Covid-19 e Discriminação

ÁLCOOL EM GEL, DISTANCIAMENTO SOCIAL E BOM SENSO

No Novo México, Estados Unidos, um estudante encontra a porta de seu quarto coberta em plástico e com uma sinalização: “Cuidado, mantenha-se afastado, em quarentena”. Shuyuan Ye não tinha quaisquer sinais de Covid-19, sequer estava doente, mas sua nacionalidade – era um estudante internacional vindo da China – foi motivação suficiente para seus colegas de alojamento. Após isso, Ye decidiu transferir-se de dormitório.

Na Austrália, um homem de sessenta anos desmaiou nas ruas de Chinatown, em Sydney, após o que se suspeita ter sido um episódio de parada cardíaca. Com medo de que a causa fosse o novo coronavírus, nenhum dos presentes realizou uma reanimação cardiorrespiratória e ele não sobreviveu.

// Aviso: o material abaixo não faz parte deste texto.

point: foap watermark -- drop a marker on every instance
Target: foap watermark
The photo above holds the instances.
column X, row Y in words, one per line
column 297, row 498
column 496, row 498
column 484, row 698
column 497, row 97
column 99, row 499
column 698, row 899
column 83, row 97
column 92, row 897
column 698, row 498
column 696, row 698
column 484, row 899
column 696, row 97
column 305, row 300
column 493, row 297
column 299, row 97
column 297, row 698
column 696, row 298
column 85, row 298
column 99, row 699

Em Coimbra, duas jovens chinesas, com máscaras de proteção no rosto, tiveram o serviço de transporte negado por um motorista de ‘Uber’, segundo relataram para a reportagem. Carol, estudante chinesa da Faculdade de Psicologia e Ciências da Educação (FPCEUC), também recorda quando, em compras de supermercado, percebeu olhares aos quais chamou de “especiais” e sussurros evidenciando sua nacionalidade. “Isso não deveria acontecer”, afirma a estudante.

Apesar de não ser uma novidade na vida de pessoas de etnias consideradas “minorias”, a xenofobia está ainda mais evidente desde dezembro, quando os casos do coronavírus na China chegaram aos media ocidentais. Ainda no início da epidemia, um vídeo tomou a atenção dos internautas. Nele, uma jovem asiática comia morcego com hashi e foi motivação para comentários que culpavam os hábitos alimentares “nojentos” chineses pela erupção do novo vírus, que teria começado em um mercado em Wuhan. Afinal, o vídeo, que julgavam ter sido gravado na cidade do primeiro caso, era de 2016 e foi gravado em Palau, um pequeno país no Oceano Pacífico, onde morcegos são considerados iguarias culinárias.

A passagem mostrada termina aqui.